Kampung Jawa, or Java Village, is a neighborhood of Sathorn, Bangkok that historically served as a home for the city's community of Javanese descent. The community was previously named the Ban Thawai Muslim Community, and is located on Rangnamkeang (ตรอกโรงน้ำแข็ง) 707 in Yan Nawa subdistrict.

== History ==
The Javanese residents descended from the palace gardeners brought to Bangkok during the reign of King Chulalongkorn. The residents established the Jawa Mosque and a cemetery.
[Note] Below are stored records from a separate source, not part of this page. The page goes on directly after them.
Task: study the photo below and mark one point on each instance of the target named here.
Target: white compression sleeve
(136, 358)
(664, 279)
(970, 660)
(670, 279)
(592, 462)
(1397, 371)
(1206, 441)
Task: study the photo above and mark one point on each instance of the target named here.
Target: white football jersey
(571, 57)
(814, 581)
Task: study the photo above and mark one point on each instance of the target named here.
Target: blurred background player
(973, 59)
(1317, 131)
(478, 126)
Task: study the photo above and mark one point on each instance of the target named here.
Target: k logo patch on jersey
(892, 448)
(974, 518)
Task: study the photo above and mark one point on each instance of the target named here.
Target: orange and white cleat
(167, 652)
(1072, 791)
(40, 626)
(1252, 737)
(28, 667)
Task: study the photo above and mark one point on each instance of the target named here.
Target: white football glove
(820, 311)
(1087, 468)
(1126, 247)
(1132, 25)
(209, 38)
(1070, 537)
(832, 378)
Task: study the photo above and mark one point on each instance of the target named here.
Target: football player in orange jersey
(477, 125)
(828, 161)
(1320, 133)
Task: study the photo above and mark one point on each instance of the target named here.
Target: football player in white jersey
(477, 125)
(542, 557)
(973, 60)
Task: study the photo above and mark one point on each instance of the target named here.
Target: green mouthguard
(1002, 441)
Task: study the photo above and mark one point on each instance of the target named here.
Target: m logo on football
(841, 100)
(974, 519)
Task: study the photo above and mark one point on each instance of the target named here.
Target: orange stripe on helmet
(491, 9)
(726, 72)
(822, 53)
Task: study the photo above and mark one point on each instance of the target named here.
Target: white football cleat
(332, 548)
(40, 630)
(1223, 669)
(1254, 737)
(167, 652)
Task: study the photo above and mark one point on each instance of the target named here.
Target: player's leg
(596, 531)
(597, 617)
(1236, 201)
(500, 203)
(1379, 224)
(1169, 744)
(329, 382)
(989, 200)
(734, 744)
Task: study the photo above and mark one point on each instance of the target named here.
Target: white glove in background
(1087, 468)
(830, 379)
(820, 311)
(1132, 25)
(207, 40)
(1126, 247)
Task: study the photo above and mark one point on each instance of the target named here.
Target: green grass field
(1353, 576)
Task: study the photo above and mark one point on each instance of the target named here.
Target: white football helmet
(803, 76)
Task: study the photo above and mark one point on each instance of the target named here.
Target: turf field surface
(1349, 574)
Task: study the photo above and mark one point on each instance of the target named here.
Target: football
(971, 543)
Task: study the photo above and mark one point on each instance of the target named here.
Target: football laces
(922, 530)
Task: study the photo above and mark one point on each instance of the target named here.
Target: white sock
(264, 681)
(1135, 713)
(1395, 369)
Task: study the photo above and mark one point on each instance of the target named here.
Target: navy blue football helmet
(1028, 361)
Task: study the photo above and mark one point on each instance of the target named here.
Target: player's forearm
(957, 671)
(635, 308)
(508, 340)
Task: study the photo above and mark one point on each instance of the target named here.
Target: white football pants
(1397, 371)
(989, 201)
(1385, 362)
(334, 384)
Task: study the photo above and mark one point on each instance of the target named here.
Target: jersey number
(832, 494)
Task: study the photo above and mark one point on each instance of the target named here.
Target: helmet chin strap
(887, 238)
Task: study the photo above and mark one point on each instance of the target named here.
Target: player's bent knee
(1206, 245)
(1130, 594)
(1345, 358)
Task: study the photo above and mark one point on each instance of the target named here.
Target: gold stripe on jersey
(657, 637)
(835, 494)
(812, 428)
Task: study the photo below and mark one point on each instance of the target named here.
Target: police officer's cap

As of 2016, approximately 3,000 residents lived in the neighborhood.

== Locations ==

=== Jawa Market ===
Jawa Market (ตลาดยะวา) A public market known for food and selling teak logs floated down the Chao Phraya River from the north. The market is the origin of gaeng khaek yawa (แกงแขกยะวา), a Siamese-Javanese curry of chicken and golden raisins, based in coconut.

=== Jawa Mosque ===

Jawa Mosque (มัสยิดยะวา; ꦩꦱ꧀ꦗꦶꦢ꧀ꦗꦮ; مسجد جاوا) is a mosque in Sathorn, Bangkok, Thailand. The Mosque is the center of the Thai muslim community of Javanese descent.